Em 2018, após a vitória do pai, o deputado Eduardo Bolsonaro patrocinou a Cúpula Conservadora das Américas, em Foz do Iguaçu, como contraponto ao Foro de São Paulo, das esquerdas, mas a sociedade não deu bola para um nem para o outro. Em 2019, no primeiro ano de governo, ele voltou à carga, anunciando “o maior evento conservador do mundo” em São Paulo, mas só se ficou sabendo que o filho 03 foi recebido aos gritos de “mitinho” e que o seu guru só apareceu no telão, direto da Virgínia.
O 03 orna a parede da sala de jantar com um rifle (ou sei lá o que é aquilo), fritou muito hambúrguer nos EUA, desfilou com o boné da reeleição de Trump e passou vergonha ao ser indicado pelo papai para ser embaixador em Washington. Por sorte (dele e do Brasil), os senadores avisaram que era um pouco demais.
A ideia morreu, mas o delírio conservador – e autoritário – sobreviveu. Em fevereiro deste ano, o chanceler Ernesto Araújo – que definiu Trump como o único Deus capaz de salvar o Ocidente – foi a Washington para a criação, com EUA, Hungria e Polônia, de uma “Aliança Internacional pela Liberdade Religiosa”. O carimbo de “religiosa” escamoteava algo muito mais ambicioso.

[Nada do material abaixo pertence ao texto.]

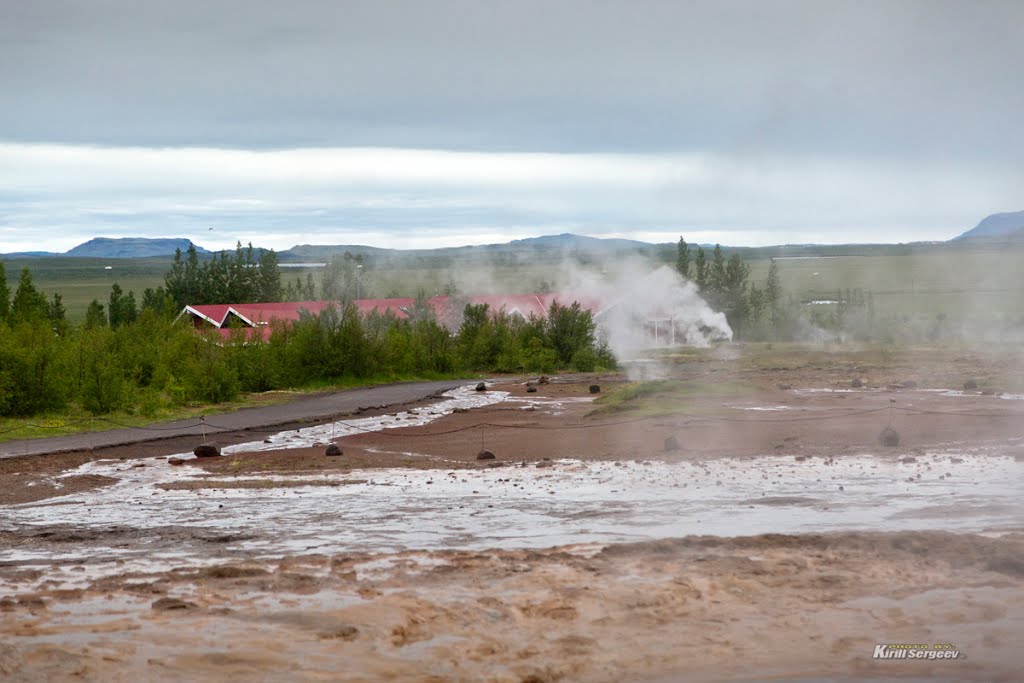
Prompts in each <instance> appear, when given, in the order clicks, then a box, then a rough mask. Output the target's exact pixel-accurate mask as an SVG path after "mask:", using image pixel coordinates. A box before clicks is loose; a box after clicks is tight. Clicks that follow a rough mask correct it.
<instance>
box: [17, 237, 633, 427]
mask: <svg viewBox="0 0 1024 683" xmlns="http://www.w3.org/2000/svg"><path fill="white" fill-rule="evenodd" d="M242 258H243V259H244V261H243V262H248V256H247V254H246V252H245V251H243V255H242ZM218 260H219V259H218ZM183 266H184V267H187V260H185V261H184V264H183ZM218 267H219V266H218ZM252 269H254V270H257V271H258V270H259V267H258V265H257V266H256V267H255V268H252ZM172 270H173V268H172ZM228 271H229V269H228ZM6 283H7V281H6V273H5V272H4V267H3V263H2V262H0V416H4V417H10V416H16V417H29V416H35V415H43V414H59V413H61V412H68V411H76V410H82V411H86V412H88V413H92V414H97V415H101V414H109V413H112V412H129V413H137V414H139V415H143V416H145V417H156V416H158V415H160V414H161V413H162V412H163V411H166V410H169V409H173V408H175V407H179V405H185V404H201V403H211V402H221V401H226V400H231V399H233V398H236V397H237V396H239V395H240V393H242V392H250V391H267V390H272V389H289V388H303V387H310V386H319V385H329V384H334V383H339V382H348V381H355V382H366V381H376V380H380V381H386V380H393V379H413V378H431V377H445V376H447V377H454V376H457V375H465V374H466V373H471V372H517V371H520V372H551V371H554V370H556V369H573V370H578V371H589V370H594V369H595V368H597V367H613V365H614V358H613V357H612V355H611V353H610V352H609V351H608V349H607V347H606V346H605V345H604V344H603V343H602V342H601V341H600V340H599V339H598V337H597V333H596V327H595V324H594V321H593V317H592V315H591V313H590V312H589V311H587V310H585V309H583V308H582V307H581V306H580V305H579V304H572V305H569V306H560V305H558V304H552V306H551V307H550V308H549V309H548V311H547V314H546V315H545V316H543V317H532V316H531V317H530V318H523V317H522V316H520V315H510V314H508V313H507V312H505V311H497V312H494V311H490V310H489V309H488V307H487V306H486V305H480V306H472V305H467V306H466V307H465V309H464V311H463V322H462V324H461V326H460V327H459V329H458V330H456V331H455V332H454V333H453V332H452V331H450V330H447V329H445V328H444V327H443V326H442V325H441V324H440V323H438V322H437V319H435V317H434V316H433V313H432V311H431V309H430V307H429V306H427V305H426V296H425V295H424V294H423V293H421V294H420V296H419V297H418V299H417V304H416V305H414V306H413V307H412V310H411V315H409V317H398V316H396V315H395V314H393V313H391V312H388V313H385V314H379V313H371V314H369V315H361V314H360V313H359V312H358V310H357V309H356V307H355V306H354V305H353V304H352V303H351V302H348V303H343V302H340V303H338V304H337V305H336V306H333V307H329V308H327V309H325V310H324V311H323V312H322V313H321V314H318V315H312V314H303V315H302V316H301V318H300V319H299V321H298V322H296V323H294V324H274V326H273V329H272V334H271V335H269V337H268V338H267V339H266V340H264V339H263V338H262V337H260V336H258V335H257V336H255V337H250V336H249V335H250V334H251V332H252V331H251V329H250V330H246V329H239V330H233V331H231V332H230V334H229V336H228V337H227V338H226V339H225V338H224V337H221V336H220V335H219V334H217V333H216V332H214V331H212V330H211V331H207V332H205V333H204V332H202V331H197V330H195V329H194V328H193V326H191V325H190V323H189V322H188V321H187V319H186V318H185V317H180V316H178V311H179V309H178V308H177V306H176V303H175V302H174V299H173V298H172V295H170V294H168V293H167V292H166V291H165V292H164V293H163V294H160V293H158V292H155V291H148V290H147V292H146V294H144V295H143V297H142V300H141V302H140V303H139V302H136V300H135V297H134V295H133V293H131V292H128V293H125V292H124V291H123V290H122V289H121V288H120V287H119V286H118V285H117V284H115V285H114V286H113V287H112V288H111V296H110V298H109V299H108V302H106V306H105V311H104V310H103V305H102V304H101V303H99V302H98V301H95V302H94V304H95V307H92V306H90V308H93V310H92V312H91V313H90V314H89V315H87V316H86V319H85V321H83V322H82V323H80V324H78V325H73V324H71V323H70V322H69V321H68V319H67V317H66V315H65V312H63V307H62V304H61V302H60V296H59V295H54V296H53V297H52V298H48V297H47V296H46V295H45V294H43V293H42V292H39V291H38V290H37V289H36V288H35V286H34V284H33V283H32V276H31V274H30V272H29V270H28V269H25V270H23V271H22V276H20V280H19V282H18V285H17V288H16V290H15V291H14V292H13V294H11V292H10V291H9V288H8V287H7V284H6ZM158 289H162V288H158Z"/></svg>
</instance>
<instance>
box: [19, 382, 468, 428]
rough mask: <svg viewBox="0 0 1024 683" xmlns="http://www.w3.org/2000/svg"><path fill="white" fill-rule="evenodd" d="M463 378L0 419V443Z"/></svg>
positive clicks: (309, 388)
mask: <svg viewBox="0 0 1024 683" xmlns="http://www.w3.org/2000/svg"><path fill="white" fill-rule="evenodd" d="M465 378H466V375H465V374H456V373H446V374H440V373H429V374H428V375H427V376H423V377H407V376H397V375H396V376H386V377H385V376H381V377H375V378H371V379H364V380H358V379H352V378H341V379H337V380H324V381H319V382H315V383H312V384H309V385H308V386H305V387H302V388H300V389H294V390H279V391H266V392H263V393H252V394H244V395H242V396H241V397H240V398H239V399H237V400H232V401H227V402H223V403H211V404H204V405H183V407H178V408H173V409H166V410H160V411H158V412H156V413H154V414H151V415H139V414H137V413H128V412H119V413H112V414H110V415H102V416H92V415H90V414H89V413H87V412H85V411H82V410H79V409H76V408H71V409H69V410H68V411H65V412H62V413H59V414H52V415H45V416H37V417H33V418H0V442H3V441H11V440H16V439H31V438H44V437H48V436H67V435H69V434H83V433H91V432H99V431H108V430H111V429H120V428H122V427H144V426H146V425H151V424H155V423H160V422H173V421H175V420H187V419H191V418H199V417H200V416H205V415H216V414H220V413H229V412H231V411H237V410H240V409H243V408H257V407H262V405H275V404H280V403H285V402H288V401H291V400H294V399H295V398H297V397H299V396H303V395H307V394H310V393H316V392H319V391H331V390H338V389H352V388H361V387H372V386H377V385H381V384H391V383H394V382H416V381H441V380H453V381H457V380H461V379H465Z"/></svg>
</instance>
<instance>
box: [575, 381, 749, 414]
mask: <svg viewBox="0 0 1024 683" xmlns="http://www.w3.org/2000/svg"><path fill="white" fill-rule="evenodd" d="M755 391H757V387H756V386H755V385H753V384H749V383H746V382H740V381H735V380H726V381H723V382H715V383H706V382H689V381H675V380H653V381H650V382H634V383H632V384H627V385H625V386H623V387H621V388H618V389H616V390H614V391H612V392H611V393H609V394H607V395H604V396H601V397H600V398H598V399H597V400H595V401H594V404H595V405H596V408H595V409H594V410H593V411H591V412H590V415H629V416H636V417H657V416H662V415H678V414H679V413H683V412H685V411H686V409H687V408H689V407H691V405H692V404H693V400H694V399H695V398H707V397H722V398H726V397H732V396H743V395H748V394H751V393H754V392H755Z"/></svg>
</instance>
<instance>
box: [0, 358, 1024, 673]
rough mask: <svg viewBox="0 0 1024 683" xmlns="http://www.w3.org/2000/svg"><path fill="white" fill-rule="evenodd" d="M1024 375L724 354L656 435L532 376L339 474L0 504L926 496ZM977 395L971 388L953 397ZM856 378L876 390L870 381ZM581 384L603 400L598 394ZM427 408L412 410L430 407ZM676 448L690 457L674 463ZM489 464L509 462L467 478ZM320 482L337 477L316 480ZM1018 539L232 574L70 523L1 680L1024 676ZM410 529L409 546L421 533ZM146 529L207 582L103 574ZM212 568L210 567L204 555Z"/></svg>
mask: <svg viewBox="0 0 1024 683" xmlns="http://www.w3.org/2000/svg"><path fill="white" fill-rule="evenodd" d="M772 364H778V365H772ZM1016 372H1018V369H1017V366H1016V365H1014V362H1013V358H1010V359H1008V358H1007V357H1006V356H1000V357H987V356H984V355H981V354H969V355H964V354H952V355H946V354H941V353H936V354H932V355H930V356H922V357H919V358H915V359H914V362H913V364H912V365H911V364H910V362H909V360H904V359H901V358H891V357H885V358H878V357H873V356H863V357H857V356H854V357H849V356H848V357H846V358H845V359H844V361H843V362H837V361H836V360H835V359H833V360H831V361H830V362H827V361H826V362H820V364H816V362H811V364H802V362H793V361H791V360H790V359H782V360H779V359H778V358H777V357H776V358H773V359H772V361H771V362H769V364H767V365H765V364H761V362H756V361H749V362H737V361H736V359H735V358H733V357H722V358H711V359H708V360H703V361H700V362H687V364H685V365H680V366H678V367H675V368H673V373H674V375H675V377H677V378H678V379H683V380H686V381H699V382H708V383H719V384H725V383H729V382H738V383H741V384H742V388H741V389H740V390H737V391H735V392H732V393H730V392H725V393H724V394H723V393H718V394H715V395H699V394H698V395H694V396H688V397H687V398H686V400H685V401H684V402H683V403H681V404H680V407H679V409H678V410H675V411H673V413H672V414H670V415H657V416H655V417H646V416H645V415H643V414H636V413H633V412H630V411H626V412H622V413H611V414H595V413H594V411H595V408H597V405H596V404H594V403H593V402H592V399H593V398H595V397H597V396H600V395H605V394H607V393H610V392H612V391H613V390H614V388H615V387H616V386H618V385H621V384H622V383H625V382H626V380H627V378H626V377H624V376H622V375H604V376H588V377H566V378H554V380H553V382H552V383H550V384H536V383H534V386H536V388H537V391H536V392H530V393H527V384H526V383H525V382H524V381H523V379H521V378H520V379H516V380H514V381H513V380H504V381H503V380H499V381H498V382H497V383H495V384H490V385H488V390H490V391H507V392H509V393H510V394H511V395H510V397H509V398H508V399H506V400H503V401H501V402H496V403H494V404H492V405H487V407H483V408H477V409H473V410H470V411H467V412H457V413H455V414H452V415H449V416H446V417H443V418H441V419H438V420H435V421H433V422H430V423H429V424H427V425H425V426H418V427H413V428H404V429H401V428H399V429H389V430H386V431H377V432H373V433H358V434H354V435H348V436H344V437H341V438H337V439H336V441H337V443H338V444H339V445H340V446H341V447H342V451H343V454H344V455H342V456H340V457H327V456H326V455H325V444H324V443H317V444H316V445H310V446H308V447H304V449H292V450H278V451H275V450H268V451H259V452H256V451H253V452H248V453H247V452H244V451H243V452H239V453H231V454H230V455H229V456H226V457H222V458H218V459H205V460H200V461H196V460H186V461H185V463H184V464H182V465H179V466H173V465H171V464H169V462H168V460H167V459H166V457H167V456H171V455H174V454H180V453H182V452H187V451H189V450H190V449H191V447H193V446H194V445H195V444H196V443H195V439H194V438H186V439H178V440H166V441H159V442H153V443H146V444H139V445H133V446H124V447H118V449H109V450H103V451H96V452H91V453H79V454H61V455H55V456H52V457H37V458H19V459H11V460H6V461H0V476H2V477H3V481H4V483H5V485H4V486H3V490H2V493H0V512H2V508H3V506H13V505H23V506H24V505H43V506H47V505H49V506H51V507H52V508H53V510H54V511H59V509H60V506H62V505H67V504H68V502H69V501H71V500H72V499H74V498H75V497H76V496H84V495H86V494H87V493H89V492H96V490H100V489H102V488H103V487H106V486H110V485H112V484H113V483H114V482H115V481H117V476H119V474H118V473H117V472H114V471H113V470H112V471H111V472H109V473H108V474H106V475H97V474H94V473H89V472H84V473H82V472H79V473H77V474H76V475H75V476H73V477H62V478H58V477H59V475H61V474H65V473H68V472H72V471H75V470H76V469H77V468H79V467H80V466H81V465H83V464H86V463H90V462H92V461H97V460H113V461H114V462H115V463H118V462H120V463H122V466H121V467H123V468H124V470H131V469H132V468H133V467H142V468H148V469H153V470H154V471H159V472H165V471H166V472H170V471H172V470H173V471H175V472H177V471H181V472H187V473H188V474H189V475H190V476H187V477H182V478H181V479H180V480H175V481H172V482H169V483H161V484H159V485H160V486H163V488H161V490H164V489H168V488H169V489H171V492H172V493H179V494H180V493H188V490H193V492H195V493H196V494H198V495H199V494H203V493H204V492H205V490H207V489H217V490H220V492H221V493H222V492H224V490H228V492H229V490H232V489H234V488H248V487H255V488H261V487H268V486H269V487H273V488H288V489H294V490H295V492H299V490H301V489H302V487H304V486H327V485H331V486H334V488H332V490H336V492H337V495H339V496H345V495H346V489H347V488H348V487H347V486H343V485H338V481H337V480H336V479H330V477H336V476H340V475H346V474H347V475H349V476H350V478H349V479H346V480H345V483H356V484H357V483H359V482H361V481H364V479H370V478H373V477H374V476H375V473H376V472H383V471H392V470H393V468H410V469H416V470H424V469H425V470H431V471H433V470H444V471H446V472H447V473H449V474H451V475H452V476H457V475H456V474H453V473H457V472H459V471H469V470H481V471H484V472H486V471H495V470H496V469H497V470H498V471H500V472H504V473H505V476H504V477H503V478H502V479H500V480H502V481H517V482H518V483H516V484H515V485H517V486H518V485H520V483H522V482H523V481H524V480H523V479H519V478H517V477H519V476H521V475H519V474H517V473H519V472H526V471H530V470H535V468H538V467H541V468H545V467H548V466H549V465H551V464H552V463H554V462H555V461H562V460H564V459H571V460H572V461H583V462H585V463H586V462H595V461H615V462H629V463H634V462H636V461H639V462H641V463H644V462H652V461H657V462H669V463H689V462H693V463H705V462H709V461H712V462H721V461H723V460H724V461H735V460H737V459H739V460H744V461H745V460H749V461H751V462H759V461H758V460H757V459H759V458H760V457H764V456H783V457H785V458H791V459H792V460H793V462H794V467H799V466H801V464H802V463H809V462H812V461H813V462H817V463H827V462H833V461H835V460H841V459H843V458H845V457H849V458H854V457H862V456H863V455H864V454H869V455H870V456H871V457H872V458H877V459H878V460H879V461H880V462H887V463H893V462H895V463H899V462H903V461H906V463H907V464H906V467H907V468H912V470H911V472H910V477H908V478H909V479H911V480H912V479H913V477H914V474H913V472H916V476H918V478H919V479H920V476H921V475H922V474H924V476H925V478H926V479H928V478H929V477H932V478H936V477H939V476H942V477H944V476H945V471H944V470H945V466H943V468H942V472H941V473H940V470H939V469H936V470H934V471H933V470H932V466H933V464H935V467H938V464H937V463H938V462H939V460H938V459H939V458H940V456H941V461H942V462H943V463H952V462H955V461H957V460H959V458H956V457H954V456H953V455H950V454H963V453H978V454H982V455H981V456H979V458H985V457H988V455H987V454H992V453H994V454H997V455H998V456H1000V457H1001V458H1004V459H1006V458H1008V457H1009V458H1011V459H1013V458H1016V459H1018V460H1020V459H1021V458H1022V445H1024V419H1022V418H1024V400H1019V399H1016V398H1014V397H1013V395H1004V396H998V395H983V394H982V391H984V390H985V389H986V388H988V385H987V384H986V380H988V381H990V382H994V381H995V380H996V379H999V380H1001V381H1004V382H1007V381H1009V382H1014V381H1017V380H1016V379H1015V377H1016V376H1015V375H1014V373H1016ZM975 378H979V379H980V380H981V382H980V386H979V387H978V388H977V389H971V390H969V391H961V390H962V389H963V387H964V383H965V382H966V381H969V380H975ZM535 379H536V378H535ZM854 379H857V380H860V383H861V384H862V385H863V386H861V387H858V388H856V389H855V388H853V386H852V384H853V380H854ZM592 384H598V385H599V386H600V387H601V392H600V393H599V394H593V393H591V391H590V386H591V385H592ZM780 385H784V386H786V387H787V388H780ZM993 386H994V384H993ZM1013 386H1014V385H1011V386H1010V387H1009V388H1010V389H1013ZM943 389H946V390H947V389H953V390H957V391H951V392H944V391H939V390H943ZM998 389H1000V390H1004V391H1006V390H1007V387H1006V386H999V387H998ZM893 401H895V402H893ZM432 402H433V401H423V402H421V403H419V404H416V405H411V407H406V408H407V410H410V411H420V410H427V409H428V408H429V405H430V404H431V403H432ZM353 419H354V416H353ZM890 421H892V424H893V426H894V427H895V428H896V429H897V430H898V431H899V433H900V437H901V442H900V445H899V446H897V447H883V446H880V445H879V443H878V435H879V432H880V431H881V429H882V428H883V427H885V426H886V425H887V424H889V423H890ZM481 425H483V426H481ZM262 436H264V435H263V434H261V433H259V432H258V431H254V430H248V431H244V432H232V433H229V434H219V435H218V436H217V439H218V440H219V441H220V442H221V443H223V444H228V443H244V442H249V441H259V442H262V439H261V437H262ZM265 436H268V437H270V436H271V434H269V433H268V434H266V435H265ZM671 436H675V437H676V438H677V439H678V440H679V443H680V447H679V449H678V450H673V451H667V450H666V439H667V438H669V437H671ZM265 445H266V444H264V446H265ZM481 446H482V447H485V449H486V450H489V451H492V452H493V453H494V454H495V455H496V458H495V460H487V461H480V460H477V454H478V452H479V451H480V450H481ZM937 454H938V455H937ZM158 458H159V459H158ZM119 459H124V460H123V461H121V460H119ZM970 462H971V463H973V462H981V461H970ZM1004 462H1005V460H1004ZM1011 462H1013V461H1011ZM969 464H970V463H969ZM964 466H967V465H964ZM524 467H525V468H526V469H523V468H524ZM949 467H950V469H955V468H953V467H952V465H950V466H949ZM148 469H146V470H145V471H148ZM136 471H141V470H136ZM310 474H312V475H319V474H323V476H324V480H323V481H312V482H310V479H309V475H310ZM438 474H441V472H438ZM955 474H956V476H957V477H962V476H963V474H962V470H955ZM197 475H198V476H197ZM240 477H241V478H240ZM260 477H264V478H263V479H260ZM273 477H276V478H273ZM329 479H330V480H329ZM492 480H493V479H492ZM426 483H430V482H429V481H427V482H426ZM717 483H718V484H719V485H724V486H728V482H725V483H724V484H723V482H721V481H719V482H717ZM522 485H523V486H525V485H526V484H525V483H522ZM177 488H181V489H188V490H174V489H177ZM834 488H835V487H834ZM353 489H354V488H353ZM908 490H910V492H911V493H910V494H908V495H912V488H908ZM472 493H473V494H477V492H476V490H474V492H472ZM550 493H551V494H552V495H553V496H554V497H555V498H558V496H557V494H558V492H555V490H552V492H550ZM1022 494H1024V487H1022ZM232 495H233V494H232ZM396 495H398V494H396ZM835 495H836V496H839V493H838V492H837V493H836V494H835ZM485 496H486V492H485V490H484V492H482V493H481V497H484V498H485ZM218 500H219V499H218ZM497 500H498V499H496V501H497ZM780 501H781V504H785V500H782V499H780ZM398 504H399V503H398V501H396V505H398ZM487 507H490V506H487ZM752 507H753V506H752ZM11 509H13V508H11ZM76 509H78V508H76ZM819 509H820V508H816V509H811V508H808V509H807V510H806V512H803V513H801V514H809V515H813V514H816V512H815V510H819ZM825 509H827V508H825ZM798 512H799V510H798ZM1020 522H1021V523H1020V525H1019V527H1018V529H1017V530H1014V529H1013V528H1007V527H1000V528H999V529H998V530H997V531H993V530H991V529H988V530H986V528H983V527H979V528H978V529H977V532H964V533H948V532H943V531H937V530H928V531H916V530H909V531H906V530H904V531H885V530H879V529H871V528H865V529H863V530H857V531H838V532H833V533H803V535H796V536H794V535H760V536H746V537H739V538H718V537H698V536H690V537H686V538H683V539H667V540H655V541H647V542H641V543H632V544H630V543H612V544H608V543H586V544H583V545H581V544H574V545H567V546H559V547H557V548H537V549H518V550H510V549H503V548H502V547H501V546H498V547H495V548H493V549H490V550H445V549H444V548H424V549H418V550H407V551H398V552H387V553H384V552H360V550H359V549H358V548H352V550H351V552H344V553H338V552H332V553H330V554H323V553H317V552H315V550H311V551H309V552H307V553H297V554H288V555H286V556H276V557H268V556H266V554H265V553H263V554H260V553H254V552H245V551H232V552H231V553H230V554H229V555H225V554H224V553H223V552H221V549H223V548H224V547H228V546H230V547H232V548H233V547H236V545H237V544H238V543H239V541H240V540H242V541H244V540H245V539H244V538H241V537H240V535H238V533H226V532H224V531H223V530H222V529H217V528H204V527H203V526H202V525H187V524H185V525H179V524H175V525H174V526H166V527H160V528H158V529H157V530H152V529H151V530H150V531H145V532H142V531H138V530H136V529H132V528H125V527H119V526H117V525H99V526H97V525H95V524H93V525H89V524H84V523H81V520H76V519H63V520H60V522H59V523H50V524H48V525H46V526H27V525H20V526H15V527H10V526H3V525H0V594H2V595H0V633H2V634H3V638H2V641H0V678H3V679H4V680H14V681H36V680H96V681H100V680H102V681H120V680H124V681H129V680H131V681H135V680H167V681H171V680H175V681H177V680H237V681H252V680H266V681H280V680H310V681H311V680H346V681H348V680H350V681H374V680H393V681H449V680H456V681H477V680H493V681H510V682H524V681H534V682H540V681H623V680H635V681H652V682H653V681H675V680H708V681H766V680H772V681H776V680H779V681H781V680H785V681H790V680H798V681H812V680H843V681H845V680H851V681H852V680H864V679H879V680H894V679H895V680H900V679H902V680H947V681H957V680H978V681H990V680H1001V681H1016V680H1019V672H1020V670H1021V667H1022V665H1024V657H1022V655H1021V654H1020V651H1019V648H1018V647H1017V643H1018V641H1019V634H1020V633H1021V632H1022V631H1024V590H1022V589H1024V560H1022V558H1024V532H1022V530H1024V519H1021V520H1020ZM310 523H312V522H310ZM389 523H390V522H389ZM399 523H401V524H403V525H407V526H409V527H415V526H416V525H417V518H416V516H415V514H411V515H410V516H408V517H406V518H401V519H400V520H399ZM982 526H984V525H983V524H982ZM257 533H258V531H255V530H254V531H253V535H257ZM157 537H159V540H160V542H161V544H160V545H159V548H158V547H157V546H154V548H157V549H158V550H159V551H160V552H158V553H156V554H155V555H154V557H155V558H158V557H160V556H162V555H161V554H160V553H163V552H166V551H168V550H169V549H172V548H177V547H188V548H190V549H193V553H194V554H193V555H190V557H191V558H193V559H191V560H190V563H189V564H186V565H181V564H178V565H175V566H169V567H165V568H161V561H160V560H159V559H154V561H153V562H152V563H151V564H148V565H144V566H143V565H140V564H139V563H138V562H131V561H126V562H124V564H123V569H120V570H119V569H117V565H118V562H120V561H121V560H113V562H108V563H106V564H103V557H102V555H103V553H114V556H117V553H119V552H122V550H124V551H125V552H127V550H130V548H131V547H132V546H133V545H139V544H147V543H151V542H152V540H153V539H154V538H157ZM240 547H241V546H240ZM90 548H92V549H94V551H92V552H93V553H94V556H91V555H90V550H89V549H90ZM204 548H207V550H206V551H204V550H203V549H204ZM119 549H120V550H119ZM197 549H198V550H197ZM197 552H198V553H199V557H203V556H204V552H205V553H206V556H207V557H208V558H209V560H208V561H206V562H204V561H199V560H196V559H195V558H196V557H197V555H196V554H195V553H197ZM228 557H229V559H225V558H228ZM101 564H103V567H104V568H103V570H101V571H99V570H97V567H98V566H100V565H101ZM112 564H113V566H114V567H115V568H114V569H113V570H112V569H111V568H110V565H112ZM57 568H59V572H57V571H56V569H57ZM58 573H59V577H60V580H59V581H57V580H56V579H55V577H57V574H58ZM76 575H78V577H79V578H80V579H79V580H78V581H69V580H68V577H72V578H74V577H76ZM882 643H927V644H929V645H932V646H934V645H936V644H949V645H951V646H953V647H954V648H956V649H957V650H958V651H959V652H961V653H962V655H963V656H961V657H958V658H956V659H953V660H933V661H918V660H915V661H908V660H876V659H872V658H871V654H872V651H873V649H874V646H876V645H877V644H882Z"/></svg>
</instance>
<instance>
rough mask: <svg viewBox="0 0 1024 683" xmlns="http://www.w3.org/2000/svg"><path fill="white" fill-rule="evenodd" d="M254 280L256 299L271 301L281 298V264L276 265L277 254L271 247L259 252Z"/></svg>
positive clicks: (256, 299) (277, 260) (268, 302)
mask: <svg viewBox="0 0 1024 683" xmlns="http://www.w3.org/2000/svg"><path fill="white" fill-rule="evenodd" d="M256 282H257V285H256V292H257V294H256V300H257V301H259V302H261V303H273V302H275V301H281V300H282V297H283V296H284V292H283V291H282V288H281V266H280V265H278V255H276V254H275V253H274V252H273V250H272V249H270V250H269V251H263V252H261V253H260V255H259V265H258V268H257V278H256Z"/></svg>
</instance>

O passo seguinte seria a ida do próprio presidente Bolsonaro à Hungria e à Polônia, ainda neste segundo semestre, para consolidar a aliança da extrema direita. Por ironia, a pandemia de Covid 19, tratada com igual ignorância por Trump e sua réplica brasileira, impediu a empreitada. Sem a reeleição de Trump, o que Bolsonaro poderia fazer agora em Budapeste e Varsóvia? Só chorar as mágoas.
O democrata Joe Biden não tem nada de socialista, diferentemente do que disse Trump e os cubanos e venezuelanos da Flórida engoliram. Biden é um liberal na economia, antirracista, defensor de minorias, direitos humanos, meio ambiente Acordo Climático de Paris, ONU, OMC e OMS. Eleito, interromperá as investidas de Trump e dos Bolsonaro, calcadas em ódios e armas, sob inspiração do mentor da extrema direita internacional, Steve Bannon, que nem Trump aguentou e anda às voltas com a polícia.
Sem Trump e EUA, evaporam o projeto ultra conservador e política externa de Bolsonaro. Bolsonaro chutou China e Europa porque tinha Washington na retaguarda, mas, agora sozinho, repete o muxoxo de que as potências querem nos tomar a Amazônia e empurrar a América do Sul para a esquerda. Não tem pé nem cabeça tanto que, sob a perspectiva de vitória de Biden, as Bolsas subiram, o dólar caiu no Brasil. Esse mercado está cada vez mais socialista…
Com a cabeça no lugar, o vice-presidente Hamilton Mourão trata a China com pragmatismo e lembra que a relação entre Brasil e EUA é entre Estados, não entre pessoas. É um claro contraponto a Bolsonaro, tão candidato a perdedor quanto Trump. O Brasil, porém, não perde nada com o equilíbrio político e pessoal de Joe Biden e a obrigação de voltar fazer política externa. Bolsonaro e Ernesto Araújo são capazes de fazer?